Les saisons tournent comme virevoltent les étoiles, ou se succèdent les jours. De la nuit ou du jour, qui commença ? la question a-t-elle seulement un sens ? Il n’est que pour le compas de l’écolier que la circonférence connaît un début, qu’il ne parvient d’ailleurs à tracer que pour le confondre aussitôt avec son terme. Non ! l’être ne souffre aucune genèse, qui procède de lui-même : tout au plus s’expose-t-il ! Invariablement les «étoiles courent-elles leur orbite dans l’envolée placide ; les nuits vainquent le jour pour succomber à leur tour ; et tout, pour qui sait regarder avec les yeux de l’âme, revient au même, solidement planté sous le tumulte apparent des hommes.
Partir, rester : une même angoisse pour un résultat identique. Courir les routes, initier une quête ou se morfondre de lâche impuissance : même débauche de sueur ou de larme pour une irrémédiable langueur. Pour le temps des dieux, mourir c’est encore naître parce que le mystère des origines tient à sa fin même.
Non que les mains ouvertes, ou les bras armés ne produisissent quelque effet qui bouleversât la péripétie de l’un ou l’histoire de tous, mais, plus justement, qu’il reste si faible, de si médiocre portée que nulle séquelle ne s’en conserve. Le brouhaha des hommes n’est fracas que pour eux-mêmes, violence mêlée d’amour, vilenies angoissées de sordide, sans doute ; n’est que murmure pour les dieux.
L’illusion, à son comble, fait croire à l’avancée : à l’orée de la caverne, il n’est plus qu’immobilité tragique.
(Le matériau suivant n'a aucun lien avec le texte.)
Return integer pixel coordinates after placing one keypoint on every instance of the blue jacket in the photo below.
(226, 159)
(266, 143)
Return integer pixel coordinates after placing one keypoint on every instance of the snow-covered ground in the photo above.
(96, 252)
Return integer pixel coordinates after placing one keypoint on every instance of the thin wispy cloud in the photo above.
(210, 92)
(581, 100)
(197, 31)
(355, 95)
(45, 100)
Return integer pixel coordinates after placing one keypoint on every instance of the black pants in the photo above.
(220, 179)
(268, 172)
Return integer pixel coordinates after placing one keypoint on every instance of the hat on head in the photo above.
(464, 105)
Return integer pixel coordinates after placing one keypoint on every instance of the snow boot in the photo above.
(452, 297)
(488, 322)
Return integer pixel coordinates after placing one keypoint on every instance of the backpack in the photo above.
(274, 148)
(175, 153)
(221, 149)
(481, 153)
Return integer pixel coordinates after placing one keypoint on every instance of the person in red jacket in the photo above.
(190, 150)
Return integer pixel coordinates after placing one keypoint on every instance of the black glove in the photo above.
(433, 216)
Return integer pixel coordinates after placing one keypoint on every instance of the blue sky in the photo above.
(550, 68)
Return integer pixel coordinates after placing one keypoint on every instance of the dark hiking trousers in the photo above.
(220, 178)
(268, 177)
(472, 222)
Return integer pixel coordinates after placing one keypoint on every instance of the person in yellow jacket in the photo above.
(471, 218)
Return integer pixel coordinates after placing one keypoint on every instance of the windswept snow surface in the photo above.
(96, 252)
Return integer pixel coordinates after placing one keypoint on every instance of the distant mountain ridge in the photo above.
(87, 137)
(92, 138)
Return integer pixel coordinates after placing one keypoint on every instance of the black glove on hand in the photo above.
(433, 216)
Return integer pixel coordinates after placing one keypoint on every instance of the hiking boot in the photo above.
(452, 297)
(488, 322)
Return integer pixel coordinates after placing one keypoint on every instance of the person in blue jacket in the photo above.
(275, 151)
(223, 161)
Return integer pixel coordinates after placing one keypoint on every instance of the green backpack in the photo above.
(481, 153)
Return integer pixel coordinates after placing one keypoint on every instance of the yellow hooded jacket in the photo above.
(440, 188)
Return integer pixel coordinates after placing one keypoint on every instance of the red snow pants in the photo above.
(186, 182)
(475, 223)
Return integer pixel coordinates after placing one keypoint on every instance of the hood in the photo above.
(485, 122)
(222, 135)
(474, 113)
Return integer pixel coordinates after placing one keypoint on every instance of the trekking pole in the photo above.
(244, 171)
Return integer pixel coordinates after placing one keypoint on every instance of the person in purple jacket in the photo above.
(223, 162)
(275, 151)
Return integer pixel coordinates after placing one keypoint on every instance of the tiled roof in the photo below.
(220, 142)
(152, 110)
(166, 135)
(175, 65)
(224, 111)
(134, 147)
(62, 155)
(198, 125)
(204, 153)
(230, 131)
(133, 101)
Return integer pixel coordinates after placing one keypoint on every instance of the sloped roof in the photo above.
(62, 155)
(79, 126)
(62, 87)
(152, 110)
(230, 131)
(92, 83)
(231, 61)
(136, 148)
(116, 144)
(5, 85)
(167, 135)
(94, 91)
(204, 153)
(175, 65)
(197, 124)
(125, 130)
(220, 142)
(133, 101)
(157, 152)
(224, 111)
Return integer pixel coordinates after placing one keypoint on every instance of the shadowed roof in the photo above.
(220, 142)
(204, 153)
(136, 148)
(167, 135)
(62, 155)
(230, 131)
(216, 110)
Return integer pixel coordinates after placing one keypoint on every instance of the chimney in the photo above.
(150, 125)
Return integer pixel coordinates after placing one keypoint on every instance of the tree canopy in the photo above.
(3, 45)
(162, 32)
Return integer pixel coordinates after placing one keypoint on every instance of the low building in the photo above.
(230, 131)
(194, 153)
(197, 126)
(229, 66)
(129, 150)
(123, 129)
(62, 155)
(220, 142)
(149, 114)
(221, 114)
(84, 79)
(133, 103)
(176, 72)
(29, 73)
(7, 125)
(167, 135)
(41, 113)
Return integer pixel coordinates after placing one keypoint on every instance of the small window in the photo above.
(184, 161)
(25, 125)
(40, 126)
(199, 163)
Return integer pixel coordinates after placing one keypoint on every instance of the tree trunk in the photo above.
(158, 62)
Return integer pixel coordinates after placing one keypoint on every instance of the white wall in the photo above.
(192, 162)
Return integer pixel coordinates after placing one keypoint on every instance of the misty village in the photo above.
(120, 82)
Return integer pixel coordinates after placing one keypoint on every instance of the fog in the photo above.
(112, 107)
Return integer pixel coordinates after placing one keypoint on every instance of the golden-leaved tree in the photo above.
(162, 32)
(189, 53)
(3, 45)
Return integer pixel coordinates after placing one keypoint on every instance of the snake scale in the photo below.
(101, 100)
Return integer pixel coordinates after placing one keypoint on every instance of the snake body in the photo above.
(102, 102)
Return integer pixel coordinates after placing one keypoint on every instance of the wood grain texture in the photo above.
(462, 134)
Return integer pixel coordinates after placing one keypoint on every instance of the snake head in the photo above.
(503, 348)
L’enfant rêve ; le vieillard regrette et le chasseur bande son arc : ils ponctuent tous les trois la même indigence, soulignent la même impuissance. Ils se seront succédé, l’un plus fat que l’autre pour s’imaginer progressant en force ou en sagesse ; pourtant il faudra à chacun réinventer ce que l’autre aura emporté avec lui. L’impétuosité de la jeunesse a déjà perdu la candeur de l’enfance ; l’homme accompli fou de puissance n’a pas encore la patience du vieillard et celui-ci aura gagné en sagesse ce qu’il aura déjà perdu de pouvoir. Comme pour le cercle où se confondent début et fin, il faut sûrement voir en l’enfant le meilleur interlocuteur de l’aïeul. Ecartés des mirages de l’acte, ils clament la tragique vérité d’un recommencement obligé.
Le fils n’hérite jamais du père car celui qui meurt emporte tout avec lui que les siens devront recouvrer : c’est comme si l’humanité était condamnée à recommencer à chaque babil ! Celui qui part ne laisse rien derrière lui et il vaut mieux qu’il ne se retourne pas : il souffrirait assurément de voir le monde, les siens, continuer, sans lui. Comme si l’on importait pas ; ou si peu.
N’être rien ; peser si peu ; laisser bien vite ses traces effacées, tel semble le destin de tous, que signe seulement plus vite celui qui part.
Il n’est qu’un peuple à qui le destin interdit de gratter sa terre, et forger son histoire : il tint cette tragédie de son élection même. Condamné à la fidélité, passionné d’engagement, ce peuple a vu que sa survie tenait à sa permanence, sa puissance dans son identité, son avenir dans sa mémoire. Peuple des peuples, père de toutes les fois, il esquisse l’archétype du voyageur, ce qui dans l’humain pointe finitude, misère et désarroi.
Il erre celui-là, pour l’éternité des éternités de n’avoir pas su reconnaître l’Envoyé ! non ! celui qui erre, c’est l’homme dans l’homme : le voyageur. Sans terre, sans foyer, sans escale ni destin : il marche et pourtant il se pourrait asseoir, parce que c’est tout un.
A l’orée des dieux, ombre et lumière se confondent ; espérance et déréliction.
C’est pour cela qu’il partit ! Pour mieux rester.